Study co-authored at Cambridge Judge Business School says men and women working together on top management teams – not “the-more-(women)-the-better” – boosts firm performance.
Why does gender diversity on top management teams (TMTs) improve company performance?
A new study co-authored at Cambridge Judge Business School rejects “the-more-(women)-the-better” approach to conclude instead that the complementary social roles played by men and women boost psychological safety and foster more balanced strategic decisions.
“We offer an alternative account to the prevalent female-focused theorisation of the positive strategic implications of TMT gender diversity,” says the study published in the Academy of Management Journal.
The study was co-authored by Professor Sucheta Nadkarni of Cambridge Judge Business School, who died in October 2019, and the author team said it “publishes this article in Sucheta’s memory.”
The study challenges the implicit assumption of prior research that the benefits of TMT gender diversity mostly reflect different cognitive perspectives in decision-making by men and women. It instead focuses on “the more pertinent, gender-specific differences in interpersonal proclivities between men and women” that boost strategic performance through psychological safety.
Specifically, the authors say that women’s proclivity toward “social sensitivity” helps TMT debate to occur in a more trusting and supportive environment, while men’s greater “voice-raising tendency” encourages team members to challenge each other.
“In sum, the equal infusion of men’s and women’s social-role proclivities in TMTs, enabled by gender diversity, will foster TMT psychological safety that characterises both mutual trust and support, and interpersonal risk-taking to openly speak up,” the study says. “Especially when women observe men voicing authentic and controversial thoughts without getting socially punished, they are more likely to feel comfortable raising their own voices in the TMT team.”
Such psychological safety, in turn, fosters beneficial strategic outcomes that reflect firms’ simultaneous push for both exploration and exploitation, or what is termed “ambidextrous strategic orientation”.
“This more balanced view of both genders departs from the premise of prior studies that the benefits of TMT gender diversity mainly result from women (‘the-more-(women)-the-better’).”
The study concludes further that the benefits from TMT gender diversity is further enhanced when companies have little slack in their use of uncommitted resources, which often occurs in challenging times.
“When gender-diverse TMTs confront the slack resource adversity, men tend to infuse greater voice-raising tendencies to facilitate members in more openly expressing their opinions, even provocative ones, to change the status quo,” the study says. “Similarly, trusting and supportive relations become more critical for TMT members to cope with adversity and crises together.”
The study is based on a survey of 373 members of 120 TMTs at small- and medium-sized high-tech enterprises in four Chinese cities – Beijing in the north, Guangzhou in the south, Shanghai in the east and Chengdu in the west. The firms involved in the survey had fewer than 500 employees and are more than six years old.

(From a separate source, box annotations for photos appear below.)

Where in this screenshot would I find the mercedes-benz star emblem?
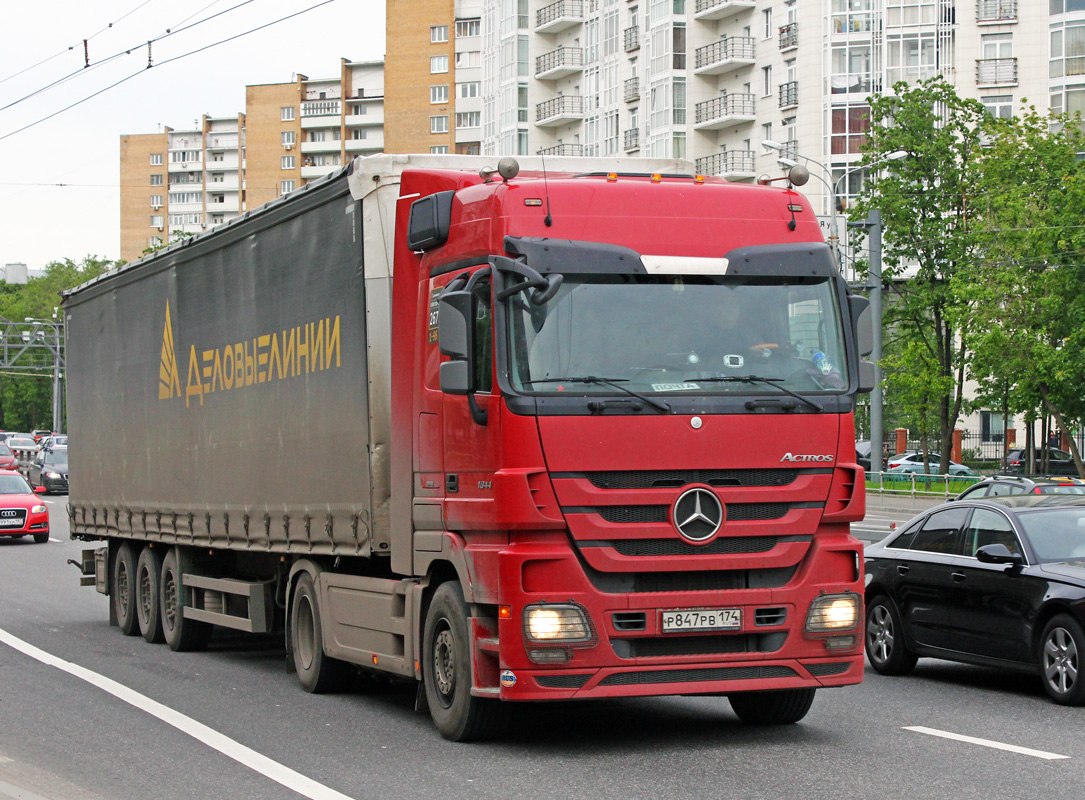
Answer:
[674,488,724,542]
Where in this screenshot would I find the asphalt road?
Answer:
[0,498,1085,800]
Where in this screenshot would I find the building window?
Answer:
[456,20,482,39]
[456,111,482,128]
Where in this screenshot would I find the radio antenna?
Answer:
[539,153,553,228]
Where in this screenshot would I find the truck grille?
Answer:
[581,469,800,488]
[599,665,795,686]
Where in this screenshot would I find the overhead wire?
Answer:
[0,0,335,141]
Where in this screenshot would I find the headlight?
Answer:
[524,605,595,644]
[806,592,859,633]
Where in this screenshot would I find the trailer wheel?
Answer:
[727,689,817,725]
[290,572,349,695]
[422,581,508,741]
[136,547,166,645]
[112,542,139,636]
[158,547,212,652]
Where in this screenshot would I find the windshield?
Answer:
[509,275,847,394]
[1018,507,1085,561]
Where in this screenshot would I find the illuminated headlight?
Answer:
[806,592,859,633]
[524,605,595,643]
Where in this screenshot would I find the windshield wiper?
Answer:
[685,374,825,411]
[523,374,671,414]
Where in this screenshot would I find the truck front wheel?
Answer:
[112,542,139,636]
[290,573,349,695]
[422,581,508,741]
[727,689,816,725]
[158,547,212,652]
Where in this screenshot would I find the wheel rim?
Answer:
[867,606,896,663]
[296,597,317,670]
[433,620,456,708]
[139,570,155,620]
[162,570,177,631]
[1044,627,1077,695]
[117,560,131,613]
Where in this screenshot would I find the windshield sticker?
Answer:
[652,383,700,392]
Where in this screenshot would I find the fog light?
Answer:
[524,605,595,643]
[806,592,859,633]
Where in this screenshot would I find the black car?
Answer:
[26,447,67,492]
[866,495,1085,706]
[953,475,1085,500]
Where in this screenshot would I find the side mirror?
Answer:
[975,544,1024,567]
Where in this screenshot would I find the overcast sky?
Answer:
[0,0,384,269]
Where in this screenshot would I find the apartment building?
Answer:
[385,0,481,155]
[120,59,384,261]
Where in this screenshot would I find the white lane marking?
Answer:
[0,628,352,800]
[904,725,1070,761]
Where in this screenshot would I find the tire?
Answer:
[290,572,350,695]
[158,547,213,652]
[422,581,508,741]
[110,542,139,636]
[136,547,166,645]
[1038,614,1085,706]
[727,689,817,725]
[864,595,919,675]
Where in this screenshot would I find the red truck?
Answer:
[64,155,872,740]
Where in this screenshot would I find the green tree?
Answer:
[955,106,1085,477]
[852,77,985,471]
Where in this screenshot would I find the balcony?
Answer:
[693,36,754,75]
[780,22,799,50]
[975,59,1017,86]
[975,0,1017,23]
[535,48,584,80]
[780,80,799,109]
[693,94,754,130]
[535,0,584,34]
[535,94,584,128]
[693,0,757,22]
[538,144,584,157]
[694,150,756,180]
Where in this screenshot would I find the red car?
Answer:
[0,471,49,545]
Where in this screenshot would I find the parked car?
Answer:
[26,447,67,493]
[866,494,1085,706]
[952,475,1085,500]
[1006,447,1077,475]
[886,453,972,475]
[0,470,49,545]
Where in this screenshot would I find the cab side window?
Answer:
[910,508,968,555]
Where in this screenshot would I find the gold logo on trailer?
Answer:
[158,301,341,408]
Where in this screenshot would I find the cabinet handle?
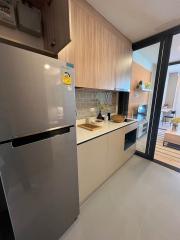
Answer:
[51,40,56,47]
[114,88,130,92]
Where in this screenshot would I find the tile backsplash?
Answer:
[76,88,117,119]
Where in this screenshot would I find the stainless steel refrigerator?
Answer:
[0,43,79,240]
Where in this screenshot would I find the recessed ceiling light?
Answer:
[44,64,50,70]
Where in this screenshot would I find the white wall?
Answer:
[173,74,180,117]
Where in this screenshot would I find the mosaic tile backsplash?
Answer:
[76,88,117,119]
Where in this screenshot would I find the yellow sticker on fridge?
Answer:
[62,72,72,85]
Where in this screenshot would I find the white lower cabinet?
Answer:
[106,129,124,177]
[77,135,107,203]
[77,124,137,203]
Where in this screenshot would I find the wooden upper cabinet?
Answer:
[0,0,70,57]
[115,39,132,92]
[59,0,131,90]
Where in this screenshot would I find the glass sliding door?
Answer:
[129,33,173,160]
[129,43,160,154]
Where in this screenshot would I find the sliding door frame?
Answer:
[132,25,180,168]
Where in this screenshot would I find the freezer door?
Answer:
[0,43,76,142]
[0,127,79,240]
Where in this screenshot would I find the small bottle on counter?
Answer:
[107,113,111,121]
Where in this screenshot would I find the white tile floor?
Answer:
[60,156,180,240]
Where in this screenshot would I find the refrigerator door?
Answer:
[0,43,76,142]
[0,127,79,240]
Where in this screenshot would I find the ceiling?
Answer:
[87,0,180,42]
[168,64,180,73]
[133,34,180,72]
[170,34,180,62]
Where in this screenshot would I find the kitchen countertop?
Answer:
[76,119,137,145]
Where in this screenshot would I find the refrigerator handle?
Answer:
[11,125,74,148]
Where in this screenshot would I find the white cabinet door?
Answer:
[78,135,108,203]
[106,129,124,177]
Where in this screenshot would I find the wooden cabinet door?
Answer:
[115,38,132,92]
[42,0,70,54]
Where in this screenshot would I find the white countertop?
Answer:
[76,120,137,144]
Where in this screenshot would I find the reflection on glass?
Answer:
[128,43,160,153]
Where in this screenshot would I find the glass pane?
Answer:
[128,43,160,153]
[154,34,180,168]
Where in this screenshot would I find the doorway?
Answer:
[129,26,175,161]
[129,43,160,154]
[154,34,180,169]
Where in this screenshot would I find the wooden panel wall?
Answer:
[129,62,152,114]
[59,0,131,90]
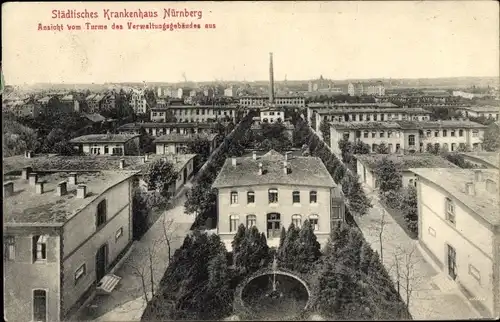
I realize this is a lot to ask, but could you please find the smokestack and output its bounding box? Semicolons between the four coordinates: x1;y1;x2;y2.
269;53;274;104
76;185;87;199
56;181;68;197
3;181;14;198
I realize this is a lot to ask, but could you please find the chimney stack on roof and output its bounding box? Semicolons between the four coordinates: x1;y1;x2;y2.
465;182;476;196
35;181;45;195
56;181;68;197
29;173;38;186
76;184;87;199
21;167;33;180
3;181;14;198
68;172;78;186
474;170;483;182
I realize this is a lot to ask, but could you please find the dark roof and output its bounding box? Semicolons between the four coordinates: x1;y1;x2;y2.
354;153;458;170
69;134;139;143
4;171;136;226
213;150;336;188
154;133;217;143
118;122;217;130
3;154;196;173
410;168;500;226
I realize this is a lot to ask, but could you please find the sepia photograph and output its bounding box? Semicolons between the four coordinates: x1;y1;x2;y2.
0;0;500;322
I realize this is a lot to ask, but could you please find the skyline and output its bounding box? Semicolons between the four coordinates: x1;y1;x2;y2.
2;1;500;85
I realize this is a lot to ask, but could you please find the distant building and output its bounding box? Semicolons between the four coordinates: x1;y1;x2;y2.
412;168;500;317
460;151;500;169
154;133;217;154
69;134;140;155
118;122;218;136
212;150;344;249
330;121;486;155
458;106;500;121
3;169;139;321
354;153;458;189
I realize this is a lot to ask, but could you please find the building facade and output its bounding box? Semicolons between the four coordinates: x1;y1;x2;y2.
4;169;138;321
213;150;344;249
330;121;486;154
69;134;140;155
412;169;500;317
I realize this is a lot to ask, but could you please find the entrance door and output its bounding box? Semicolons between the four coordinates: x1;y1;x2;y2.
448;245;457;279
95;244;108;283
267;213;281;238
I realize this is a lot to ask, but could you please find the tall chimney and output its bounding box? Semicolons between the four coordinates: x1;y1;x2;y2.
35;181;45;195
29;173;38;186
269;53;274;104
465;182;476;196
474;170;483;182
68;172;78;185
56;181;68;197
3;181;14;198
76;184;87;199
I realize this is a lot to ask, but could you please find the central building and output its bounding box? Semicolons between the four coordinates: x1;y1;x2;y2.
213;150;344;249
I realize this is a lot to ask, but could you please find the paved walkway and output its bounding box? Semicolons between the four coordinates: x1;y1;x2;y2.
76;181;195;321
355;189;481;320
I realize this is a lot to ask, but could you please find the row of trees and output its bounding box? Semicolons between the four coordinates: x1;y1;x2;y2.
375;158;418;235
295;115;372;216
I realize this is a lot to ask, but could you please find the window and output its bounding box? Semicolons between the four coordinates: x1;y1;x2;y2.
75;264;87;284
269;189;278;203
32;235;47;261
292;215;302;228
408;134;415;146
33;290;47;322
231;191;238;205
309;191;318;203
247;215;257;228
229;215;240;232
95;199;107;229
247;191;255;203
445;198;455;224
309;215;319;231
115;227;123;241
4;236;16;261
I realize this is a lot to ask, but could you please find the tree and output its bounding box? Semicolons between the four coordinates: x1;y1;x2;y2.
144;160;178;197
482;123;500;152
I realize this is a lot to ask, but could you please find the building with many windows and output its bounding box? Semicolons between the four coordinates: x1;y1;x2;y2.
354;153;458;189
69;134;140;155
3;169;139;321
118;122;218;136
154;133;217;154
330;120;486;154
412;168;500;317
212;150;344;249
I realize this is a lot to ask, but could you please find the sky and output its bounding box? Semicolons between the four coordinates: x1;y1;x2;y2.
2;1;500;85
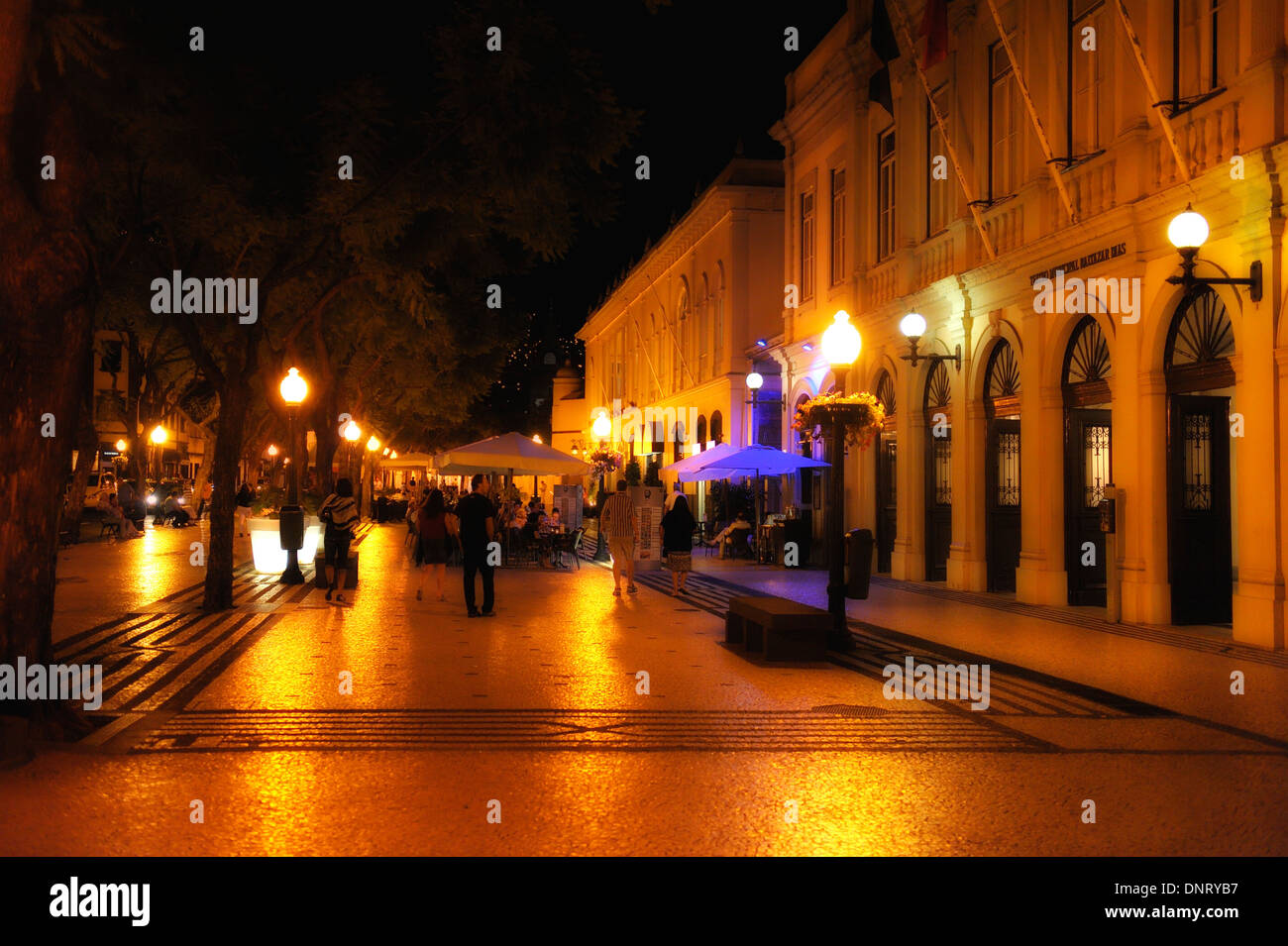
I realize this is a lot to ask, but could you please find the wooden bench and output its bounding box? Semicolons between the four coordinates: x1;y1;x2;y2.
725;594;832;661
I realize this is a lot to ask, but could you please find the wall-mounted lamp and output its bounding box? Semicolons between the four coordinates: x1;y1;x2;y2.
899;311;962;370
1167;203;1261;302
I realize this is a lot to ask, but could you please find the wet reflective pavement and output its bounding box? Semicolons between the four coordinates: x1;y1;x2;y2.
0;525;1288;855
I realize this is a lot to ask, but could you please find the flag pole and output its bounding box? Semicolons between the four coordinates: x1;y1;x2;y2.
988;0;1078;223
1115;0;1190;184
879;0;997;260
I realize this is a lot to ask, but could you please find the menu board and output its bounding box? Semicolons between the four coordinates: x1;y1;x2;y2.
631;486;666;569
553;482;581;532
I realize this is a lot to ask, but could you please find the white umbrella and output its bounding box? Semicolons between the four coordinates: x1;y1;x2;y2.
434;434;590;476
680;444;831;480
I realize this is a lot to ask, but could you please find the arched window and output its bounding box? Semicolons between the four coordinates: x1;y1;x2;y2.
671;284;693;391
1060;315;1113;407
984;340;1020;417
711;260;725;374
696;272;711;381
876;368;896;417
1163;285;1234;392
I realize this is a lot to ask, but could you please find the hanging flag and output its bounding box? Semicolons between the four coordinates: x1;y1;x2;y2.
868;0;899;115
918;0;948;69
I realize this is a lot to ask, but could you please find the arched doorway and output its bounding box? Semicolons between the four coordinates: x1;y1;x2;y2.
1163;287;1234;624
1060;315;1115;607
922;361;953;581
876;368;898;572
984;339;1020;590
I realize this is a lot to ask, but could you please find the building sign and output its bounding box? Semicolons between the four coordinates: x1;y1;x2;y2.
553;482;581;532
631;486;666;569
1029;244;1127;285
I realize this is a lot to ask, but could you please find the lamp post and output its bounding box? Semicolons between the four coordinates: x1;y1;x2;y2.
344;421;362;495
1167;203;1261;302
823;309;863;650
277;368;309;584
368;434;380;519
590;412;613;562
899;311;962;370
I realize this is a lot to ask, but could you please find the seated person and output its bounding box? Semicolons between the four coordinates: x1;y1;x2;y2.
707;510;751;559
97;493;139;539
161;493;190;526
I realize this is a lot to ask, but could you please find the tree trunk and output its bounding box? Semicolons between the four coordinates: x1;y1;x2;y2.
202;378;250;611
0;0;93;741
312;392;340;495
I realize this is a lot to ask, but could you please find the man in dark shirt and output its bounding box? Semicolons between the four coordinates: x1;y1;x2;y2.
456;473;496;618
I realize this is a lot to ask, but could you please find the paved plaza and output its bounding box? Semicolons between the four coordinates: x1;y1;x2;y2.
0;524;1288;855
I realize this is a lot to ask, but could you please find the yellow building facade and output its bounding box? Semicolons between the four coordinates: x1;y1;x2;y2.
577;158;783;496
767;0;1288;648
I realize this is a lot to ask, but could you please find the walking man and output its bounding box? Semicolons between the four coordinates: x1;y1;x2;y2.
599;480;640;597
456;473;496;618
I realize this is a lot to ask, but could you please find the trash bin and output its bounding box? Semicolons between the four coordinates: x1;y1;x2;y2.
845;529;875;599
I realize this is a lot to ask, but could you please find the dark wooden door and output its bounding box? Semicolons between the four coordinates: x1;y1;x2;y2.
984;420;1020;590
926;425;953;581
876;434;898;572
1167;395;1234;624
1064;408;1113;607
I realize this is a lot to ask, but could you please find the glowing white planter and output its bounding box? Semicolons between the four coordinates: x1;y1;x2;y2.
250;516;322;576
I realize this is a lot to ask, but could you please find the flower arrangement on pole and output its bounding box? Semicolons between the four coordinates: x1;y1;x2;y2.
793;391;885;451
587;447;622;476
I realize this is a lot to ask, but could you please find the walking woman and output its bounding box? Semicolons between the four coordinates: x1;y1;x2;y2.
662;495;697;597
416;489;452;601
318;477;358;603
233;482;255;538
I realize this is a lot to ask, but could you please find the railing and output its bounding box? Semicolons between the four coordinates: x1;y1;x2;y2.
913;233;953;289
1149;99;1240;190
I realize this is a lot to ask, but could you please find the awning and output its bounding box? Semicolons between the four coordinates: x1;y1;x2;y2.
432;433;591;476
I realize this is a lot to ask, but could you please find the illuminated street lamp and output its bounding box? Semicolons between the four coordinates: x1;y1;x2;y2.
344;421;362;485
823;309;863;650
590;410;613;562
149;423;170;478
279;368;309;584
1167;203;1261;302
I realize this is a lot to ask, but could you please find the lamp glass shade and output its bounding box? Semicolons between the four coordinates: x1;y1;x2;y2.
1167;207;1208;250
823;309;863;366
280;368;309;404
899;311;926;339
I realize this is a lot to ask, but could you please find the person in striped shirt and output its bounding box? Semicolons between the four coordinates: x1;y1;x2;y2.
599;480;640;597
318;477;358;601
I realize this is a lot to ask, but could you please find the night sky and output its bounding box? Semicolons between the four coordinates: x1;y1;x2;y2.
507;0;845;335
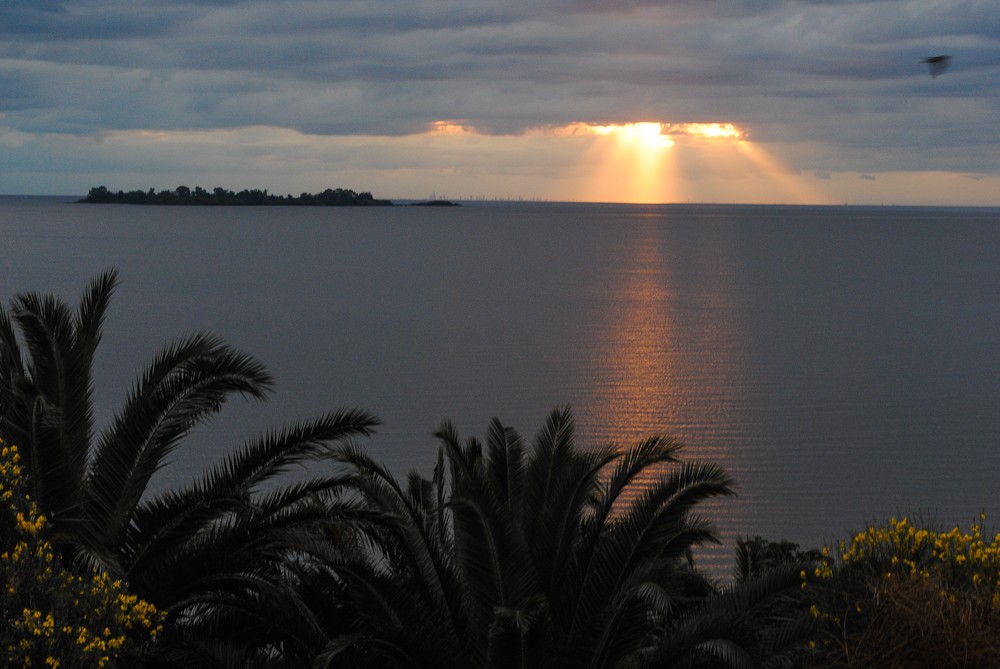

TMT psychological safety was measured on a seven-point scale based on whether and how strongly survey respondents agreed with such statements as “team members are able to bring up problems and tough issues” and “it is safe to take a risk on this team”.
The Academy of Management Journal study is entitled “Balancing the yin and yang: TMT gender diversity, psychological safety, and firm ambidextrous strategic orientation in Chinese high-tech SMEs”.
The study was co-authored by Shi Tang, a PhD student at Cambridge Judge Business School; the late Professor Sucheta Nadkarni of Cambridge Judge, who was Director of the School’s Wo+Men’s Leadership Centre; Liqun Wei of Hong Kong Baptist University; and Stephen X. Zhang of the University of Adelaide in Australia.